Project

Mechanistically understanding Amazon fire resilience

Forest fires in the Amazon are reaching unprecedented frequencies and intensities due to climate change and land use. Resilience to these fires is not just about forest structure, but also species composition and functioning. We aim to mechanistically understand fire resilience through plant traits, and upscale this ecophysiological framework to an Amazon-wide level.

The Amazon under fire

Amazonian forests are some of the most biodiverse places on Earth, hosting an estimated 2 billion trees of 16,000 different species. Furthermore, they are a highly valuable carbon sink, a far-reaching source of precipitation, and a livelihood to millions of people. However, with climate change, the forest fires in the Amazon are reaching unprecedented levels of frequency and intensity. These could lead to massive forest dieback, resulting in carbon emissions and biodiversity loss.
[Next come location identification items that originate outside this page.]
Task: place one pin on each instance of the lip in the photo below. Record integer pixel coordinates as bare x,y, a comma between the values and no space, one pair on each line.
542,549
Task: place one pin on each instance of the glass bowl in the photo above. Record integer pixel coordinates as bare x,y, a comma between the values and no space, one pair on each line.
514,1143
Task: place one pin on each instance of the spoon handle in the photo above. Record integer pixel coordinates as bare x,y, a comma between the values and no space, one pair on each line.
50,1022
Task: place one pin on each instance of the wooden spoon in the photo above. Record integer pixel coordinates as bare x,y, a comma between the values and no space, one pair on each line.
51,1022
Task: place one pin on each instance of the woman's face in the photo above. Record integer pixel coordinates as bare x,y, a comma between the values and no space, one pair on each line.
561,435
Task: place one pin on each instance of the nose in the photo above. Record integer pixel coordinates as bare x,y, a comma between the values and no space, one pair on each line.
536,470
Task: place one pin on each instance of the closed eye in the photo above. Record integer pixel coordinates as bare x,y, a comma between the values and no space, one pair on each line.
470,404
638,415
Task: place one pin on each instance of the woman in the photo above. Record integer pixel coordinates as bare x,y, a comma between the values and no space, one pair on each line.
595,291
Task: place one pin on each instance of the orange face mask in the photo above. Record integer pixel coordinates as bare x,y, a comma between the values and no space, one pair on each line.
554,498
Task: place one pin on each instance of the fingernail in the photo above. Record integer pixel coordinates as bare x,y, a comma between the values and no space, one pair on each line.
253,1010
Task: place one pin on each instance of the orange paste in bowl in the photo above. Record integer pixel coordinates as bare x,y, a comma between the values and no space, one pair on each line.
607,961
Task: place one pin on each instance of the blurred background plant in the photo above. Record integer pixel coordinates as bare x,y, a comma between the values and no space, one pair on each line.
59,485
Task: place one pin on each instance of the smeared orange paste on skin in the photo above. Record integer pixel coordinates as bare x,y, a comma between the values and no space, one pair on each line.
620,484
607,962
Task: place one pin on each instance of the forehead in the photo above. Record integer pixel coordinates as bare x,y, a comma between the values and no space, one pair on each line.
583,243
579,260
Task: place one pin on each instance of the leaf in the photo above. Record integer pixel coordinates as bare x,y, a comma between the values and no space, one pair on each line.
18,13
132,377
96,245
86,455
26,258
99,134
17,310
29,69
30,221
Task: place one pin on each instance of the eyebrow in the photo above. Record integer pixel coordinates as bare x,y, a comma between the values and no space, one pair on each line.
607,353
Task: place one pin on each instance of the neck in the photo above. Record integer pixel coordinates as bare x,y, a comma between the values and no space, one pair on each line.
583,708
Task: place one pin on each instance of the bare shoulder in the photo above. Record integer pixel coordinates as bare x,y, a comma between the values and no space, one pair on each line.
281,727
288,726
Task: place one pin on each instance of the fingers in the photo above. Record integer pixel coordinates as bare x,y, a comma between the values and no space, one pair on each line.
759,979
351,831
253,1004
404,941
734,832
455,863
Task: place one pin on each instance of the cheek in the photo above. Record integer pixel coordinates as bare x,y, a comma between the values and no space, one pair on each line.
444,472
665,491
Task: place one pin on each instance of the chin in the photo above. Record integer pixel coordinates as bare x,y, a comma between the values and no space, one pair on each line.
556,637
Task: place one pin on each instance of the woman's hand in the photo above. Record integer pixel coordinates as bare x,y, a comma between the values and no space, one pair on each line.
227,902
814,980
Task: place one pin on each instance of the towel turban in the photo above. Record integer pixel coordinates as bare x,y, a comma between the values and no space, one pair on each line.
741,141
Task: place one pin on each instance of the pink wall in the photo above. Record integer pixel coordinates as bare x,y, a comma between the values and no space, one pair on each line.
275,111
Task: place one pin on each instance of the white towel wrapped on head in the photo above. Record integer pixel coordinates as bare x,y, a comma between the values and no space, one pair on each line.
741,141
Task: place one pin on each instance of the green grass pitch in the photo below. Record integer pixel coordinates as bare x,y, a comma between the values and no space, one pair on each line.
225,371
Meanwhile, variance in local climates makes for large differences in fire regimes and ecosystem responses throughout the Amazon. To help conserve these forests under such circumstances, we need to understand how their trees respond to fire.

Fire resilience

Conceptually, fire resilience is the combined ability to resist and recover from fire. By measuring the functional traits of relevant plant species, we aim to understand the mechanisms determining their fire resilience. For example, a thicker bark might help buffer against heat damage, whereas a stronger ability to resprout may promote fast recovery after a disturbance. After building a functional framework of species-level fire resilience, we can scale up to community level to assess how species and trait composition determine community-level fire resilience across Amazonian forests.

A larger scale

Hence, this project focuses on the following scales:

1- Species-scale;
2- Community-scale;
3- Amazon-scale.

For the forest-scale, we will quantify trait compositions at the community level, combined with local measurements of environmental variables and fire intensities. Further upscaling to an Amazon-wide scope can be done with the help of remote sensing tools. Here we will combine our own satellite data with global datasets on vegetation, climate and fire regimes.

Local networks

To achieve all this, we will work with a plot network in burned and unburned (control) forests spread out over both the Bolivian and the Brazilian Amazon basin across a rainfall gradient. We will closely collaborate with local researchers, land owners, park rangers, and remote sensing colleagues.